Senin, 21 Maret 2011

Tuhan yang Maha Ramah

Islam sebagai sebuah ajaran bisa di maknai apa saja sesuai dengan kemauan kita, terkadang Islam berwajah penuh senyum, penuh ampun, penuh toleransi dan penuh kasih sayang, namun di sisi lain terkadang kita melihat Islam berwajah sangar, garang, seram, mengancam, dan menakutkan. Dua wajah Islam yang saling berlawanan ini sama-sama mengklaim bersumber dari dasar-dasar yang asasi yaitu Al qur'an dan Hadits Nabi. Hanya saja kecenderungan untuk menggunakan alat berinterpretasi terhadap Islam lah yang kemudian menampilkan dua wajah Islam yang berseberangan ini.

Dalam pandangan kita ketika melihat wajah Islam yang di tunjukkan oleh kalangan sufi, maka kita akan melihat penampilan yang serba ramah, serba senyum, serba santun dan serba tepo seliro mareng liyan, wajah Islam yang denikian ini sering kita temukan di beberapa pesantren yang ilmu keagamaan nya sangat mumpuni karena lembaga ini memang menjadi tempat tafaqquh fiddin yang paling tua di Nusantara. Tapi sikap beragama nya tidak serem dam medheni seperti penampilan Islam yang kita lihat di kota-kota besar yang hanya belajar Islam cuma sebentar, namun sikap nya sok Islam dan cenderung menganggap orang yang di luar kelompok nya di anggap kurang Islam.

Khutbah mereka juga selalu berisi ancaman-ancaman bagi orang-orang yang kurang taat dalam menjalankan agama nya, bagi mereka kesempurnaan berislam menjadi harga mati yang tidak bisa di tawar-tawar lagi, oleh karena itu justru kebanyakan dari kalangan awam takut untuk nimbrung kumpul dengan mereka karena takut akan ancaman dari Tuhan yang di wakili oleh mereka. Mereka merasa menjadi duta Tuhan untuk menghujat pelaku maksiat dan kemungkaran yang pantas di lempar ke neraka. Jadi seakan-akan Islam hanya berisi neraka dan ancaman bagi si abangan.

Di tahun 1978,seorang khatib melucu di masjid UI Rawamangun,Akibat nya jemaah yang tadi nya liyep-liyep jadi melek. Mereka menyimak pesan Jumat, sambil senyum.Tapi khatib ini tak cuma menghasilkan senyum itu, Ia di ganyang oleh khatib yang naik mimbar pada Jumat berikut nya. "Agama bukan barang lucu", sembur nya. "Dan tak perlu di bikin lelucon, mimbar jumat bukan arena humor,karena itu sengaja melucu dalam khotbah di larang"... (Kangsejo melihat Tuhan / M.Sobari hal.37).Vonis jatuh marah khatib kita ini.Akhir nya ada tambahan jenis larangan satu lagi.
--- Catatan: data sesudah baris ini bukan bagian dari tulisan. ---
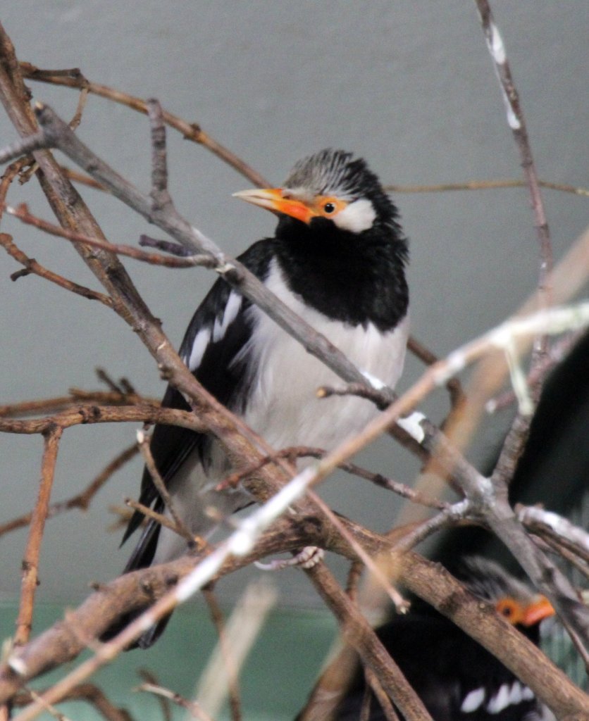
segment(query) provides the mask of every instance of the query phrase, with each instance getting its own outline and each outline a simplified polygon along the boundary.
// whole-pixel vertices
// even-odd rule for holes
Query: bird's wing
[[[260,241],[251,246],[240,257],[258,278],[263,278],[271,255],[270,242]],[[253,321],[247,312],[250,301],[233,290],[224,280],[218,279],[197,309],[188,325],[180,348],[180,355],[196,379],[218,401],[232,411],[243,412],[247,397],[247,353],[240,353],[251,337]],[[168,386],[162,405],[167,408],[190,410],[183,396]],[[209,439],[202,433],[176,425],[157,424],[151,442],[151,451],[156,466],[166,486],[173,493],[174,477],[182,464],[195,449],[206,467]],[[163,504],[149,472],[144,470],[140,503],[154,505],[161,511]],[[143,514],[136,511],[123,537],[123,543],[143,520]],[[141,565],[148,565],[149,553],[145,552],[149,541],[154,550],[159,526],[151,530],[149,539],[141,538],[134,557],[141,557]],[[153,555],[153,553],[151,553]],[[131,560],[129,563],[131,563]],[[137,559],[133,567],[140,567]]]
Dalam salah satu buku nya Kang Sobari berkisah sebuah cerita sufi,tentang seorang gaek penyembah patung, ia menyembah tanpa pamrih, di usia ke 70 tahun ia punya kebutuhan penting,doa pun di ajukan, Sayang patung itu cuma diam, kakek kecewa, Ia minta pada Allah,dan ajaib:di kabulkan. Bukan urusan dia bila masalah kemudian timbul,sebab Allah lah,bukan dia,yang di protes Malaikat."Mengapa ya Allah,kau kabulkan doa si kakek, lupakah Kau dia penyembah patung? bukankah ia kafir yang nyata?". Allah tersenyum, "Betul" , jawab nya."Tapi kau bukan Aku, siapa yang akan mengabulkan doa nya, Kalau akupun diam, lalu apa beda nya Aku dengan patung".
Dan siang malam aku pun berharap agar humor seperti ini tak di larang. Ternyata Tuhan pun dalam zhan (sangkaan) orang sufi di gambarkan sebagai Dzat yang Maha ramah dan pemaaf. Oleh sebab itu seberapa mampu kita berbaik sangka kepada Tuhan, demikian juga Tuhan akan berbuat kepada kita. "Ana 'inda zhanni 'abdi bi" (Aku  -Tuhan- itu sebagaimana di sangkakan oleh hambaku pada Ku) , demikian Firman Allah dalam salah satu hadits qudsy.